Like most modern devices, building controllers have increasingly become network connected, exposing them to a wider range of threats. If malicious actors could manipulate access control systems, boiler rooms, or temperature control for critical industrial systems, the potential for catastrophic damage is extreme.
McAfee’s ATR team has discovered a 0-day vulnerability in a major building controller. This controller is a fully programmable native BACnet™ device designed to manage a wide range of building systems. By modifying BACnet broadcast traffic, a buffer overflow can be leveraged into a write-what-where (WWW) condition. This WWW leads to execution control, providing the attacker with a root shell and complete control over the device remotely. Because this attack vector is through BACnet broadcast traffic, there is no authentication mechanism for the target device, allowing anyone on the same network to communicate with it directly and exploit the vulnerability without authentication. Currently, there are over 500 of these devices connected to the internet running in BACnet/IP Broadcast Management Device (BBMD) mode. Utilizing this mode, broadcast traffic can travel over the internet, increasing the potentially devastating impact of this vulnerability.
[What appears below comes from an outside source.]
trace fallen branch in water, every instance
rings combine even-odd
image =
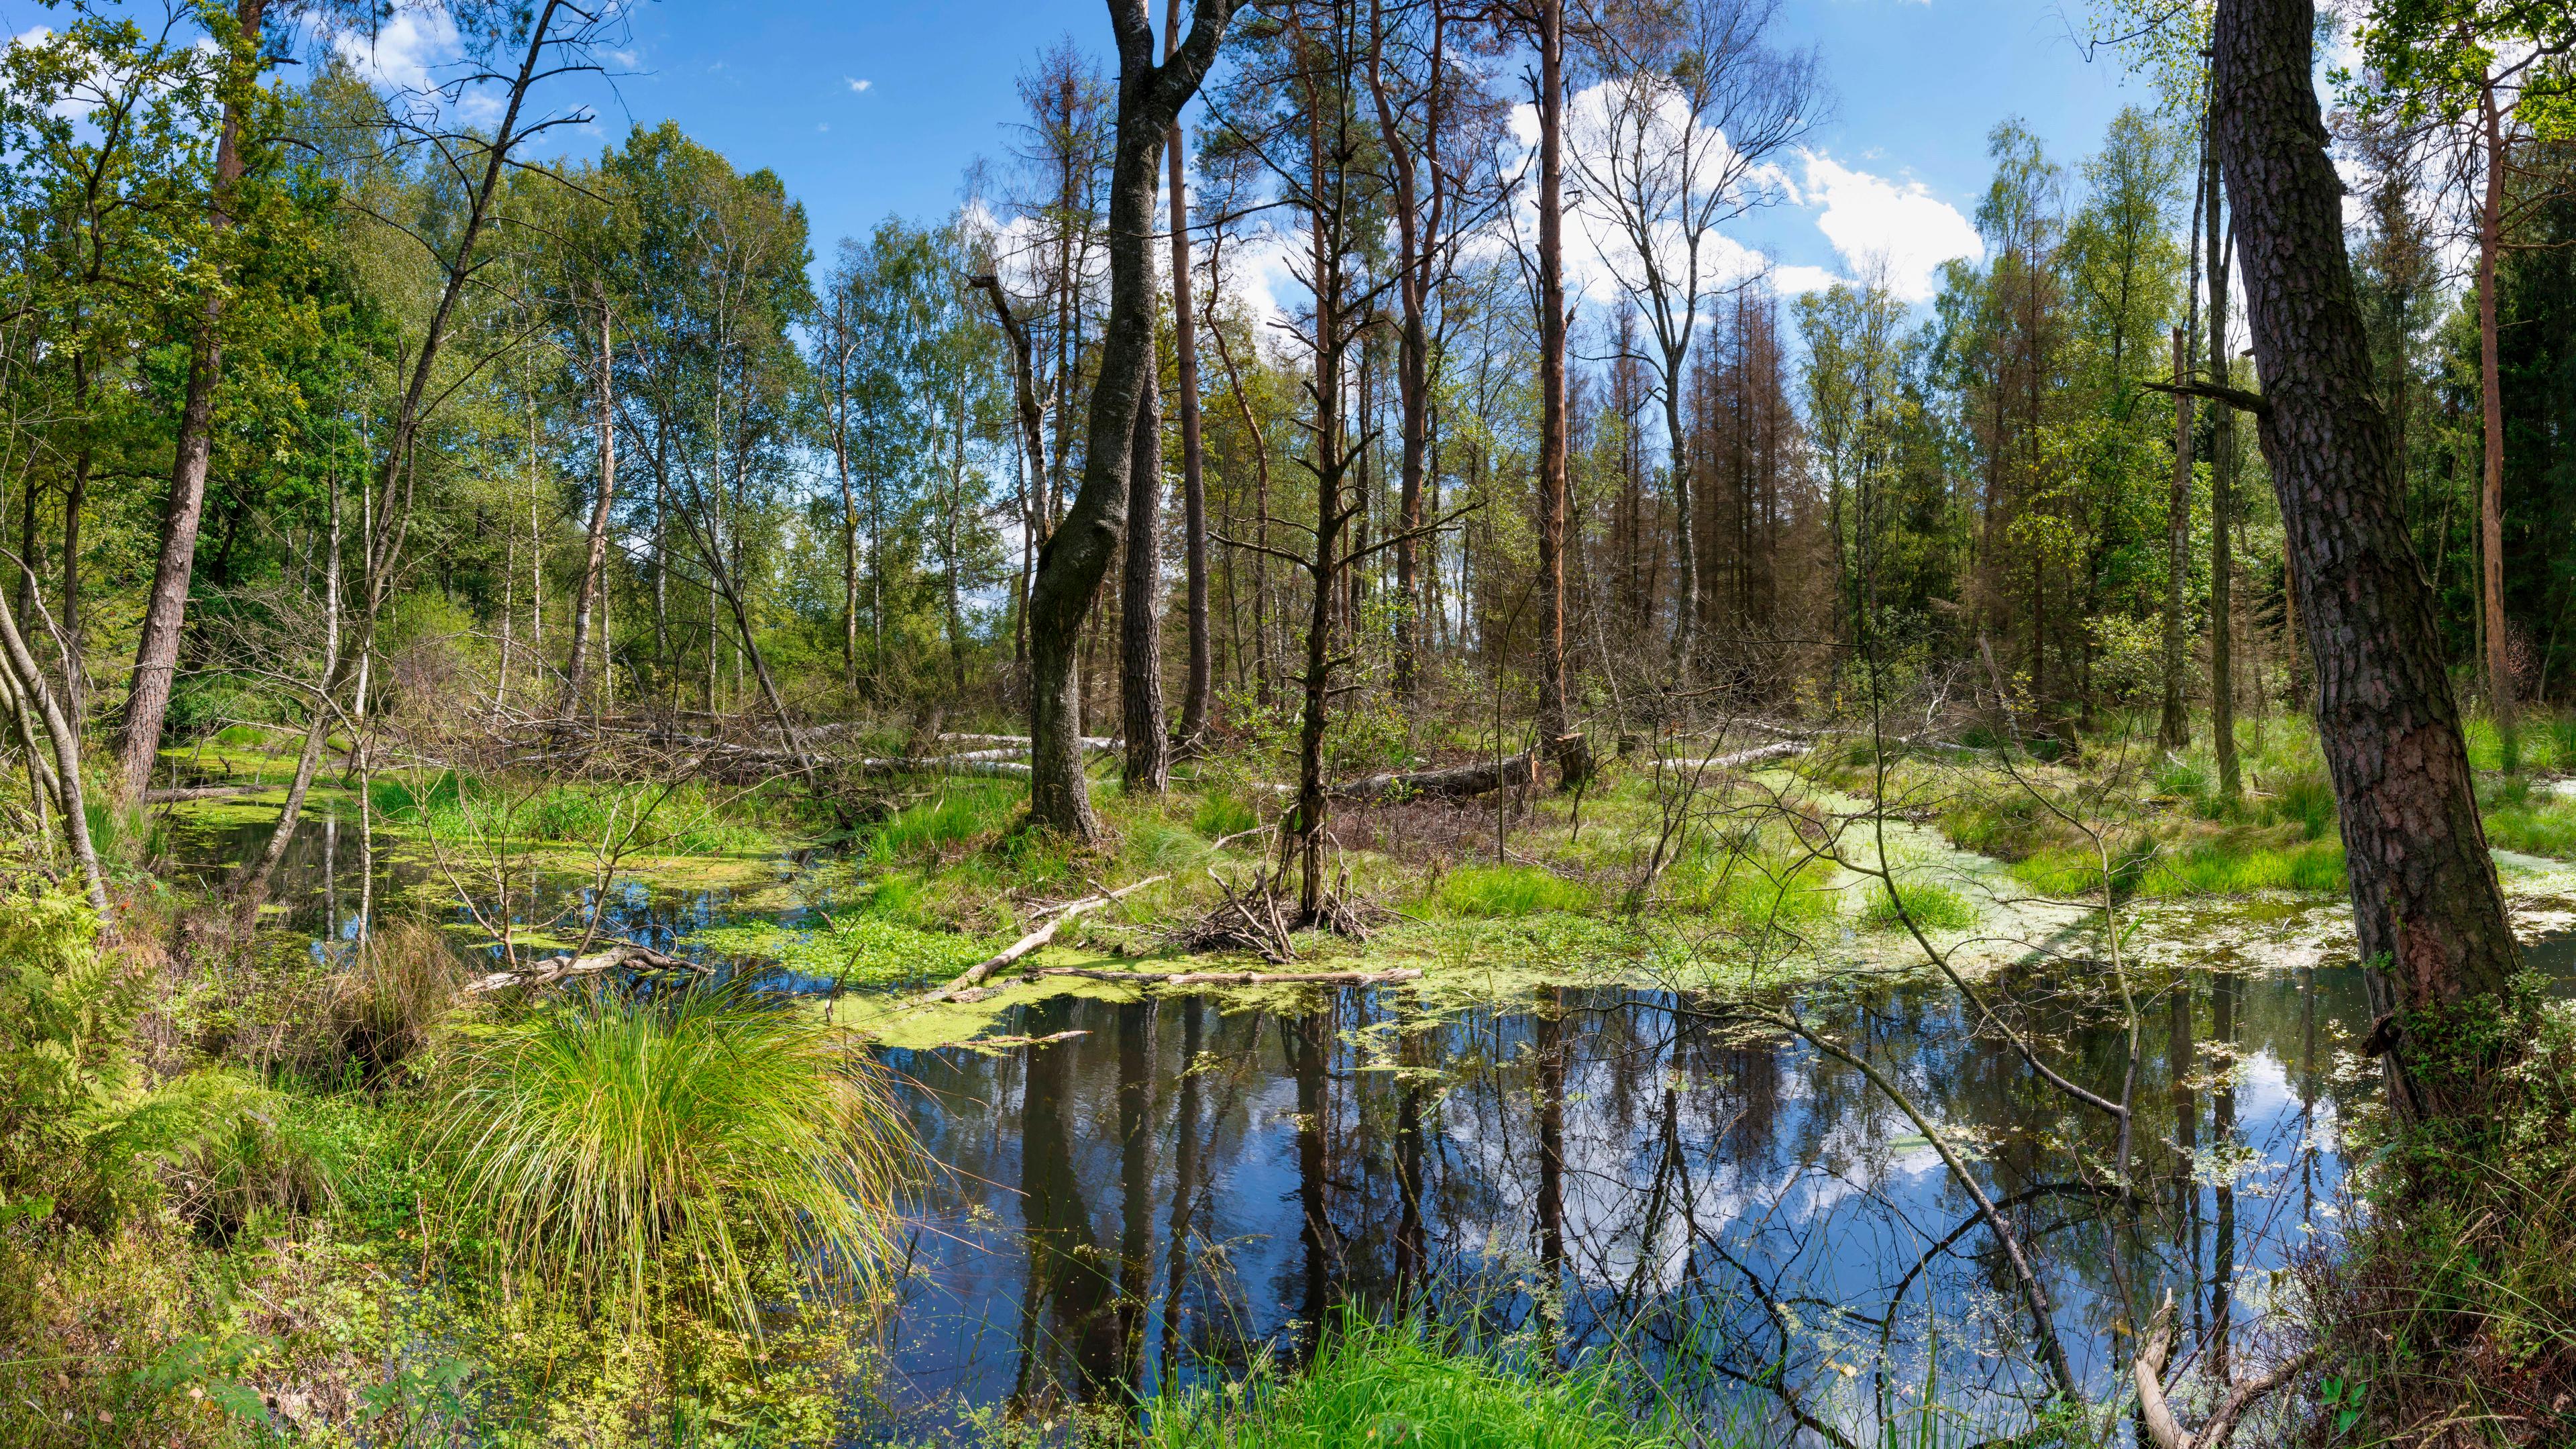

This presentation will include a deep technical analysis of the vulnerability discovery process and demos illustrating an attack in a critical scenario. Finally, we will discuss the steps taken by the vendor to patch this vulnerability and demonstrate its effectiveness.
Douglas McKee is a senior security researcher for the McAfee Advanced Threat Research team, focused on finding new vulnerabilities in both software and hardware. Douglas has an extensive background in penetration testing, reverse engineering, malware analysis and forensics and throughout his career has provided software exploitation training to many audiences, including law enforcement. Douglas recently presented his research focused on hacking medical devices at DEF CON 26.
Mark Bereza is a security researcher and new addition to McAfee’s Advanced Threat Research team. A recent alumnus of Oregon State’s CS systems program, Mark’s work has focused primarily on vulnerability discovery and exploit development for embedded systems.